Frumkes had previous filmmaking experience with his excellent documentary Document of the Dead (1985) - an on set exploration of the making of George A Romero’s Dawn of the Dead (1978). The remainder of the crew of Street Trash were all pretty much first timers and students. Despite this and the obvious low budget this is a very cine-literate film which shows great generic knowledge in the manner it goes about upsetting the conventions of the form and our own expectations. Quite simply Street Trash is a film that is impossible to predict. This remains Jim Muro’s only credit as a director, but the accomplished use of the steadicam in the film has seen him go on to work on films such as Terminator 2: Judgement Day (1991), JFK (1991) and Crash (2004). The first example of this is in the opening chase sequence as we follow the films ostensible hero Fred (Mike Lackey - who was also responsible for much of the outlandish special make up effects) being pursued after a bit of thievery. This introduces an aspect of the film which remains throughout - an attention to cinematic detail. This is a rare low budget horror film that places huge importance on the camera (angles, position, movement), composition, framing, and editing.
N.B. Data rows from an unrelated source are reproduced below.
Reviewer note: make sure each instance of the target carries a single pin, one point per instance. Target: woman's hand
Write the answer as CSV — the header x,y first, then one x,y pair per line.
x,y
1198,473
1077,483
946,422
The narrative itself has quite a complex structure. The story is content to explore the milieu of the vagrants (including a very atmospheric junk yard), before it introduces the alcoholic beverage Viper, which causes all kinds of body popping and melting mayhem. The best sequence is a superbly choreographed steadicam sequence which ends with a vagrant flushing himself down a disused toilet! The illegal booze is just an excuse for the effects, but it lends itself well to a narrative that is meandering, episodic, and for large parts interested in exploring a gallery of grotesque characters - this includes the highly strung cop Bill (Bill Chepil) who has a penchant for throwing up on people he has just battered near to death. To confuse matters we also have a Vietnam veteran in the shape of the psychotic Bronson (Vic Noto) who is prone to having flashbacks and rules the junkyard like a giant rat atop a throne of garbage (the sequences in Vietnam are one of the weaker aspects of the film - possibly influenced by Troma‘s gruelling Vietnam veteran nightmare Combat Shock (1986)). Towards the end of the film Bronson is the character the narrative turns on, as a kind of love triangle emerges, love is perhaps the wrong word, Bronson is out to rape. Speaking of rape, the film includes a gang rape scene which is at odds with the tone of the film. As our ‘hero’ Fred is also involved this makes the scene one of the most problematic in the film. By contrast the scene in which a poor unfortunate is castrated, only then to have his penis used in a game of catch is brilliant in its audacity and fit’s the film perfectly.